To mitigate the effects of outliers, all the training set will be scaled by Standard Scaler to covert the data into more consistent form.

**5.3 Scaling**

For scaling the features of training and test set, Robust Scaler will be used. The process of scaling generally helps in faster convergence while training data.

In [None]:
from sklearn.preprocessing import RobustScaler

scaler = RobustScaler()

X_train = scaler.fit_transform(X_train)
X_test  = scaler.transform(X_test)

In [None]:
# Shape check for X_train, X_test, y_train, y_test before model fitting
print("Shape of X_train: ", X_train.shape)
print("Shape of X_test: ", X_test.shape)
print("Shape of y_train: ", y_train.shape)
print("Shape of y_test: ", y_test.shape)

In [None]:
intercept = np.ones((X_train.shape[0], 1))
X_train   = np.concatenate((intercept, X_train), axis=1)
intercept = np.ones((X_test.shape[0], 1))
X_test    = np.concatenate((intercept, X_test), axis=1)

**6. Modeling**

In [None]:
from sklearn.model_selection import KFold
from sklearn.metrics import r2_score
import math
import mlflow


class LinearRegression(object):
    
    #in this class, we add cross validation as well for some spicy code....
    kfold = KFold(n_splits=5)
            
    def __init__(self, regularization, lr, method, theta_type, momentum, num_epochs=500, batch_size=50, cv=kfold):
        self.lr         = lr
        self.num_epochs = num_epochs
        self.batch_size = batch_size
        self.method     = method
        self.theta_type = theta_type
        self.momentum = momentum
        self.cv         = cv
        self.regularization = regularization

    def mse(self, ytrue, ypred):
        return ((ypred - ytrue) ** 2).sum() / ytrue.shape[0]
    
    def r2(self, ytrue, ypred):
        return r2_score(ytrue, ypred)
    
    def getXavierTheta(self, num):
        lower, upper = -(1.0 / math.sqrt(num)), (1.0 / math.sqrt(num))

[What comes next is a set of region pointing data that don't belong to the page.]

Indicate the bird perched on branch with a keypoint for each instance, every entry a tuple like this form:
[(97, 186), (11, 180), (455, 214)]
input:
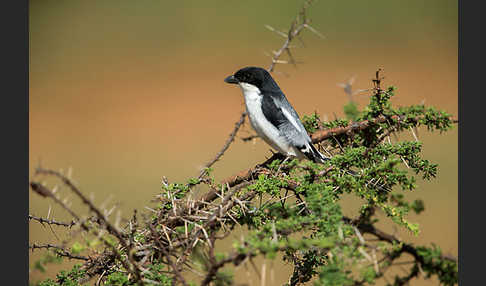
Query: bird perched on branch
[(272, 116)]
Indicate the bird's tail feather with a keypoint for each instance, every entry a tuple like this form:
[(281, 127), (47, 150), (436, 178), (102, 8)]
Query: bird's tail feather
[(312, 154)]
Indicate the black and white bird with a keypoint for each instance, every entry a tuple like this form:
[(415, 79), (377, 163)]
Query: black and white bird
[(272, 116)]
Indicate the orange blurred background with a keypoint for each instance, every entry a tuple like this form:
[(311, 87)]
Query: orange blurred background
[(125, 92)]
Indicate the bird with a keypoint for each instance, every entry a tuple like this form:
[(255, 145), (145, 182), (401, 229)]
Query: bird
[(272, 116)]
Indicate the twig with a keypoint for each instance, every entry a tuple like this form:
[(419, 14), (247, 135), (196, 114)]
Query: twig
[(59, 250), (226, 145), (51, 221)]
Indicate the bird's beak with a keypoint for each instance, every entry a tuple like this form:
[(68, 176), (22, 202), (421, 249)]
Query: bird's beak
[(231, 79)]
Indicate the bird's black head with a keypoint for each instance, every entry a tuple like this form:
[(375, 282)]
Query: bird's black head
[(252, 75)]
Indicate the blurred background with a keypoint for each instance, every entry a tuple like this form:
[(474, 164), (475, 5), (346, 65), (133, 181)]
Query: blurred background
[(125, 92)]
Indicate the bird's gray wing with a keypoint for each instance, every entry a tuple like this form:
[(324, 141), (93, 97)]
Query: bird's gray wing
[(281, 114)]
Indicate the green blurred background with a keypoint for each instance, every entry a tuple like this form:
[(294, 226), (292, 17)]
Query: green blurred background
[(125, 92)]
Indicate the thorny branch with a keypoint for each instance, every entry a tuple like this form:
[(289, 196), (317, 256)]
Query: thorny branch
[(300, 23), (226, 145), (59, 250)]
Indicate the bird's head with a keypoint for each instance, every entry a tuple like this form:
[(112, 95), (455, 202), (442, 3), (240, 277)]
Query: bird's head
[(254, 76)]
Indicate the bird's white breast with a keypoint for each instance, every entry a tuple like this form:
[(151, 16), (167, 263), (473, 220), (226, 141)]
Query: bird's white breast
[(264, 128)]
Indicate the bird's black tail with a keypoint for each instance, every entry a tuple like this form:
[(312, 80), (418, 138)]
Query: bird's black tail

        numbers = np.random.rand(num)

        scaled = lower + numbers * (upper - lower)

        return scaled
    
    def fit(self, X_train, y_train):
            
        #create a list of kfold scores
        self.kfold_scores = list()
        
        #reset val loss
        self.val_loss_old = np.infty

        #kfold.split in the sklearn.....
        #5 splits
        for fold, (train_idx, val_idx) in enumerate(self.cv.split(X_train)):
            
            X_cross_train = X_train[train_idx]
            y_cross_train = y_train[train_idx]
            X_cross_val   = X_train[val_idx]
            y_cross_val   = y_train[val_idx]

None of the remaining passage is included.